本年1月10日から 「読書感想文もどき」に至らなかった「敗戦記」と
いうのをアップしていますが、今回5回目です。
イラストもあえて、同じものを使用、趣旨も同じで、硬軟とり交ぜ、
当ブログ読者への何らかの参考となればと・・・
吉本隆明/著
出版者 河出書房新社 1986.4
今回も、いまいち、しっくりきません。

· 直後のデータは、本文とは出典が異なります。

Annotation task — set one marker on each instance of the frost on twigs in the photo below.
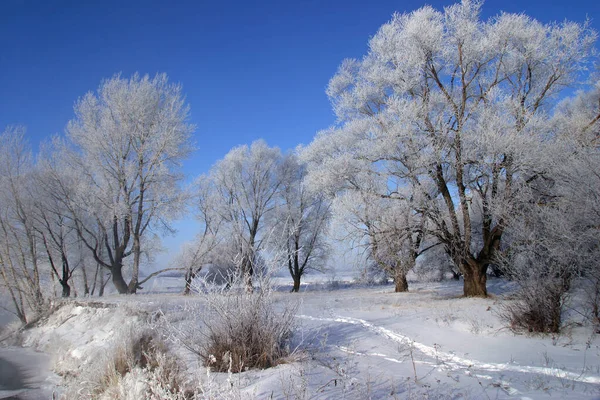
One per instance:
(237, 330)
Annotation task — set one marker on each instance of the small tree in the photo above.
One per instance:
(302, 220)
(245, 185)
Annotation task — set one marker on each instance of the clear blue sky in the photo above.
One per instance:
(250, 69)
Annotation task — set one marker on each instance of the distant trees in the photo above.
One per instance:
(455, 108)
(301, 223)
(129, 140)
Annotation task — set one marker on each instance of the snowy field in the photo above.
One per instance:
(355, 342)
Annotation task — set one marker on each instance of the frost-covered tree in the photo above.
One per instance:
(20, 267)
(456, 108)
(205, 248)
(301, 223)
(53, 224)
(554, 237)
(245, 185)
(130, 138)
(390, 231)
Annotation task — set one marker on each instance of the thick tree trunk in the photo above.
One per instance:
(400, 282)
(189, 277)
(137, 251)
(118, 281)
(475, 279)
(296, 287)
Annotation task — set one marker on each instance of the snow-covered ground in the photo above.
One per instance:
(361, 342)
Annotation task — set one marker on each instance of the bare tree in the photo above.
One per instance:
(129, 139)
(245, 185)
(301, 223)
(19, 258)
(455, 107)
(389, 230)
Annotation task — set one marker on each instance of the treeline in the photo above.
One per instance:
(453, 138)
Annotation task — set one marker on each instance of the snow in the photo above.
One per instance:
(361, 342)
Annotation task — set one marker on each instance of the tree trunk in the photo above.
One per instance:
(475, 279)
(66, 288)
(401, 282)
(296, 287)
(189, 277)
(137, 251)
(118, 281)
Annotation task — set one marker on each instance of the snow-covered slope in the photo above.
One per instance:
(362, 342)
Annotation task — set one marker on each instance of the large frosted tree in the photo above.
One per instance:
(129, 138)
(244, 186)
(301, 223)
(455, 107)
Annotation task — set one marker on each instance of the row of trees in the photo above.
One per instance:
(254, 206)
(99, 195)
(450, 136)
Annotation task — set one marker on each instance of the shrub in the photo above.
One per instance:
(235, 329)
(537, 306)
(243, 330)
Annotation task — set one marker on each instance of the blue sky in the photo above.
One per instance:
(250, 69)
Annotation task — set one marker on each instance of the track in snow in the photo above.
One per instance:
(451, 360)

「敗戦記」ですね。
通説的な解説は、
共同幻想論とは、幻想としての国家の成立を描いた国家論である。
著作当時の国家は、社会契約説やレーニン的な国家論が一般的
つまり、国家とはルール体系であり、機能性を重視したシステム
と理解した。
これに対し、吉本は、国家とは共同の幻想であると説く。
人間は、詩や文学を創るように、国家と言うフィクションを空想
し、創造したとする。
私見は、「古事記・遠野物語から、共同幻想という国家観を導きたい
ようだが、古事記・遠野物語が貨幣経済の存在感の薄い場所・時代を
舞台にしているから経済的な範疇を捨象しているように見えるだけ」
と思える。
白い城
オルハン・パムク/著
宮下遼/訳 宮下志朗/訳
出版者 藤原書店 2009.12
17世紀、オスマン帝国の海賊に囚われ、イスタンブルで奴隷となっ
たヴェネツィア人の「わたし」。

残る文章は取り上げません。